Corriere della Sera - La Lettura
Le sorelle non si piegano al silenzio
Di
«Emily Brontë allungò la testa verso le scale e lanciò un richiamo: “Il ferro è caldo!”». Basta l’incipit, a questo singolare libro, per tirarci dentro con tutte le scarpe alla canonica di Haworth, Yorkshire occidentale, giorno 16, mese di luglio, anno 1846. In un anonimo villaggio nella brughiera, in una casa senza agi e chiaramente odiata dal destino, si creano le condizioni di uno di quei miracoli che capitano a volte in letteratura: non una ma tre straordinarie scrittrici, sorelle, ciascuna a modo suo chiamata a lasciare un segno nella storia del romanzo moderno. Le conosciamo così, in cucina: Charlotte che stira, Emily che impasta e Anne, la minore, che spolvera. Tre vite che Ángeles Caso, autrice spagnola attenta alla forza delle donne (con Controvento, storia della sua babysitter capoverdiana, ha vinto il premio Planeta), ha preso e meditato per farne un romanzo coraggioso (Tutto questo fuoco, tradotto da Claudia Tarolo per Marcos y Marcos) che le racconta dal di dentro, mischiando realtà e immaginazione perché — scrive — ritiene di averne «il dovere e anche il diritto, essendo il romanzo territorio della libertà».
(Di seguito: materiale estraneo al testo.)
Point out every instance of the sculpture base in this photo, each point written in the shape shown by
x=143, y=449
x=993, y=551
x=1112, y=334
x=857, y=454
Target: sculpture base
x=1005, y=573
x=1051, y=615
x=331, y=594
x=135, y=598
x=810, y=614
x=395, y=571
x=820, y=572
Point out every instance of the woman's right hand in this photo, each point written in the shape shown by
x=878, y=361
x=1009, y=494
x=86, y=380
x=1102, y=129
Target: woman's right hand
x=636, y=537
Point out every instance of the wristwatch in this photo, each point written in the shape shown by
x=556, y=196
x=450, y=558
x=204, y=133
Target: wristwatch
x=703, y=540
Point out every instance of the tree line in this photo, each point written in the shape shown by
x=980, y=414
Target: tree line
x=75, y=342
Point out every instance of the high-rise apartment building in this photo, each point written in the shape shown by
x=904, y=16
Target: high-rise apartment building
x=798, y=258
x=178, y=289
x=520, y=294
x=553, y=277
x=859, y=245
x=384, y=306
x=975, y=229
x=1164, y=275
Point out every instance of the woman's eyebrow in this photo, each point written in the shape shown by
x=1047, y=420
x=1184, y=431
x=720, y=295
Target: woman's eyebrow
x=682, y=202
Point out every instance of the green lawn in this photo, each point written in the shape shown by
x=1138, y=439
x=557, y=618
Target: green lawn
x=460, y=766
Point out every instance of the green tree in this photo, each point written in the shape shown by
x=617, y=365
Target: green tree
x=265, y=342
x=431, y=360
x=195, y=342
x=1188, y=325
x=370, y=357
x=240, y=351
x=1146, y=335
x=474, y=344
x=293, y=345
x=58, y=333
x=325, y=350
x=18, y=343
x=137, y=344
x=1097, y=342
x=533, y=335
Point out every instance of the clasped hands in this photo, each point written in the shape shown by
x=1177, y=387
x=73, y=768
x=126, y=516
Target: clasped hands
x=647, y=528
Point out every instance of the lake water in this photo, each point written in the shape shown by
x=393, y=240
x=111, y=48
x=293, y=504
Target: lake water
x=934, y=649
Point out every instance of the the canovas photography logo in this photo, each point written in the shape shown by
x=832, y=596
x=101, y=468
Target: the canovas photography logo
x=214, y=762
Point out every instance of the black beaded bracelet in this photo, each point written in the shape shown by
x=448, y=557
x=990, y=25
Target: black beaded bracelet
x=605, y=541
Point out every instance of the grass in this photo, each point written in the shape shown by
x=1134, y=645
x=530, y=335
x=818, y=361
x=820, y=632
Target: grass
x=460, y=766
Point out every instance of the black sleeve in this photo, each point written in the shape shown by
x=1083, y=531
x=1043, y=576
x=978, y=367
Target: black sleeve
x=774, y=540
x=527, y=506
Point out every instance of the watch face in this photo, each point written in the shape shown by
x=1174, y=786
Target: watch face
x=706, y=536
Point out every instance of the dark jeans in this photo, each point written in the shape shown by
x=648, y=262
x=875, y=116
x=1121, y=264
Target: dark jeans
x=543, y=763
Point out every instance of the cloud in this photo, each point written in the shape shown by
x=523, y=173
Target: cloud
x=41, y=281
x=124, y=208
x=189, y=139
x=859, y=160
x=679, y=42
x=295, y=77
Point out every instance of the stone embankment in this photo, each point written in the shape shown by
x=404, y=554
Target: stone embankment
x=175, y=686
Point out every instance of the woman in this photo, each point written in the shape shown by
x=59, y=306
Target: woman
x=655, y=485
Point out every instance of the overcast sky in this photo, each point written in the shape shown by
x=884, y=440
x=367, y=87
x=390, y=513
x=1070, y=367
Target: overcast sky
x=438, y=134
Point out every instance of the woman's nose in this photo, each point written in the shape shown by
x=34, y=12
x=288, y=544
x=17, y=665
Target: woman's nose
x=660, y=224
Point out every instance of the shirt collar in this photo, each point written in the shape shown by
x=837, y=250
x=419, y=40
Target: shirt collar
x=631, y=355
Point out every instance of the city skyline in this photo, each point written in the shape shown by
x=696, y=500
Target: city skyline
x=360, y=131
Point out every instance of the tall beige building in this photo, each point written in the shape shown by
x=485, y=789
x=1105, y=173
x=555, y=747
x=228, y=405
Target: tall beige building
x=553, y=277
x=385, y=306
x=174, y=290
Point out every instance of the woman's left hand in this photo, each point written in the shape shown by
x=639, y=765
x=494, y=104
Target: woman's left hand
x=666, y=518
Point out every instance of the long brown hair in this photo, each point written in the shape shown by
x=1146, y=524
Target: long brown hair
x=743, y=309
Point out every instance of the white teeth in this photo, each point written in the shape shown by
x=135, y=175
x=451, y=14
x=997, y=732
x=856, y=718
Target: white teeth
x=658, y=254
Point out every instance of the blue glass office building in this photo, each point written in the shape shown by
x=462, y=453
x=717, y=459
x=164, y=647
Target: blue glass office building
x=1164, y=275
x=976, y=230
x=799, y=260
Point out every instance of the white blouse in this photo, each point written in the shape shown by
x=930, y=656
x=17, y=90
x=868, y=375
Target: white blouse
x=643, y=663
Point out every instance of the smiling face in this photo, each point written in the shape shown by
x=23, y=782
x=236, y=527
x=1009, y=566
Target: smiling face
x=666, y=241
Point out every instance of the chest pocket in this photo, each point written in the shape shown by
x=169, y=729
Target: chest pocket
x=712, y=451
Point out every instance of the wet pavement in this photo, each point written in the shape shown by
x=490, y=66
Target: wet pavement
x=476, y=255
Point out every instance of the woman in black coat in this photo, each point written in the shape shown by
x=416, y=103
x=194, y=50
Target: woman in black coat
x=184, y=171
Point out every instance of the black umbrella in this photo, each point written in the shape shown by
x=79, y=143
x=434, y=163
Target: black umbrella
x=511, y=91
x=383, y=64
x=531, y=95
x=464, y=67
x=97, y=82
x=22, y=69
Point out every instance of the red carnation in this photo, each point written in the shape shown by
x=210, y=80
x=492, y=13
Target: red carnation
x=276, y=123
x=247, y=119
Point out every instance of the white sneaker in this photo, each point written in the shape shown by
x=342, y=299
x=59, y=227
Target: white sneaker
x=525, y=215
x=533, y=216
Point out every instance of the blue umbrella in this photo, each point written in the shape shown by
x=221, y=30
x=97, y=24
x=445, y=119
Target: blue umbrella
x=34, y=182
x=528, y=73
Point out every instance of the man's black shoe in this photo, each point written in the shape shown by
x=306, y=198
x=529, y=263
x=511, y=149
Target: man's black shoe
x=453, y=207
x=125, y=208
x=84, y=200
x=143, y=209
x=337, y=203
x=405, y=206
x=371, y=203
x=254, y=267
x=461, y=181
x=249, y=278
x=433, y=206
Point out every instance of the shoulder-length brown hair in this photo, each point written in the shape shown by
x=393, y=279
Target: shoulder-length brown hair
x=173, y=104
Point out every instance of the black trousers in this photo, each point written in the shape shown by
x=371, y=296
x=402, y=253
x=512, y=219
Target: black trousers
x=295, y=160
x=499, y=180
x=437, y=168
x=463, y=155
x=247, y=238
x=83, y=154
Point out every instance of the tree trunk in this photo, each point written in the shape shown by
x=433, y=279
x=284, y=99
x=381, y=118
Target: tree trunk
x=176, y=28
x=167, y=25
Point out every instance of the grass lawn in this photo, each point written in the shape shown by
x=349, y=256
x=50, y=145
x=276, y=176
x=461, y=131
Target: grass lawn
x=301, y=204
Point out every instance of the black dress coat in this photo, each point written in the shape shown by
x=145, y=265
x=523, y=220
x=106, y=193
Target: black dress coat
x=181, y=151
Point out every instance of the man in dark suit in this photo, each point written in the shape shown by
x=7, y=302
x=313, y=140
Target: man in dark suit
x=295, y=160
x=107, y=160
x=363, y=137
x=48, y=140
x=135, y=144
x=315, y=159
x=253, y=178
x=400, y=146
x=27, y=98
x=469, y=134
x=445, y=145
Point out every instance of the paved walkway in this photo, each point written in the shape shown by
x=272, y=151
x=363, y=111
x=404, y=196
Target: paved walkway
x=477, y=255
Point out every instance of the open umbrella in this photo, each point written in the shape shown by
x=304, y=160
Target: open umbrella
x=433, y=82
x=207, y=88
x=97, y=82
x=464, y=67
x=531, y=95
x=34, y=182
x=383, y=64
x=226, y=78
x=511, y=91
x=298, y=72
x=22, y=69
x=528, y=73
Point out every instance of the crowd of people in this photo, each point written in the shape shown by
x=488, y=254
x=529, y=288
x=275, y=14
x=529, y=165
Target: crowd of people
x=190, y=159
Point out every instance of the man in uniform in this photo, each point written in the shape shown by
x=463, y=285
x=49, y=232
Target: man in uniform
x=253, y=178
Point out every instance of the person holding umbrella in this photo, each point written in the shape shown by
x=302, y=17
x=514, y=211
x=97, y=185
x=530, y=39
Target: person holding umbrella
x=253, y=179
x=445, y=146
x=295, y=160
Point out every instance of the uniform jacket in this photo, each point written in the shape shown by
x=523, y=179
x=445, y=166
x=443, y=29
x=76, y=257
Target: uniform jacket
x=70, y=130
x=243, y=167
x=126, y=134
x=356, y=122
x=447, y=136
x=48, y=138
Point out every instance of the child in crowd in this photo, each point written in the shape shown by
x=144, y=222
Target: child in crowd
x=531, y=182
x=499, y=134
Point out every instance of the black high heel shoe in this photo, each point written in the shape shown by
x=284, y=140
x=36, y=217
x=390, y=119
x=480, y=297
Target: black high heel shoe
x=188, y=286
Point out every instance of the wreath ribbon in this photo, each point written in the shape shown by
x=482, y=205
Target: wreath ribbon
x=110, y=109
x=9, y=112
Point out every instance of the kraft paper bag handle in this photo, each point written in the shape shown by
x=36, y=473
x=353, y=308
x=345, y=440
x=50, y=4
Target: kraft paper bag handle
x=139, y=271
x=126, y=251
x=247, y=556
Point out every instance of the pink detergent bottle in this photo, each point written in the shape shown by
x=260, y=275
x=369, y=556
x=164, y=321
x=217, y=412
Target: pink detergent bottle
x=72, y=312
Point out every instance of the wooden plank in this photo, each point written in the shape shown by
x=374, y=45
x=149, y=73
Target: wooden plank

Eccole allora, le Brontë: figlie povere e bruttine di un curato di campagna, destinate nel migliore dei casi a sposarsi e fare figli. Prenderanno un’altra strada. Fortunata per noi, che ne leggiamo i frutti, per loro chissà. Nelle vite delle sorelle, affiorano i loro romanzi: il collegio terribile dove le figlie maggiori del reverendo, Maria ed Elizabeth, si ammalano e muoiono torna in Jane Eyre, la passione di Emily per i racconti di spiriti della brughiera fa da humus per Cime tempestose. Su come il miracolo letterario sia stato possibile, Ángeles Caso prova a fare qualche ipotesi: la madre dei sei ragazzi Brontë (cinque femmine e un maschio, allevato per essere un genio e finito alcolizzato) muore presto. Cresciute da un padre vedovo e colto che, finché sono bambine, le lascia libere di vagare e giocare a nascondino nella brughiera e di leggere autori poco adatti alle fanciulle (Shakespeare, per dire), le sorelle risultano un po’ fuori dai canoni della brava sposa vittoriana. Nessuna ribellione ante litteram: Emily, solitaria e selvatica, è la meno inquadrata delle tre (e la più geniale), ma nessuna fa colpi di testa. Figlie della propria epoca, le Brontë vivono un dissidio forte tra il loro mondo interiore — un fuoco creativo affinato nelle lunghe sere casalinghe passate tra fratelli a scrivere di mondi immaginari — e quello di fuori. Loro, zitelle senza sostanze, costrette a insegnare nelle case dei ricchi, a nascondere i manoscritti nei materassi, a celarsi dietro nomi maschili. «Donne temerarie, donne peccatrici che rifiutano di piegarsi al silenzio».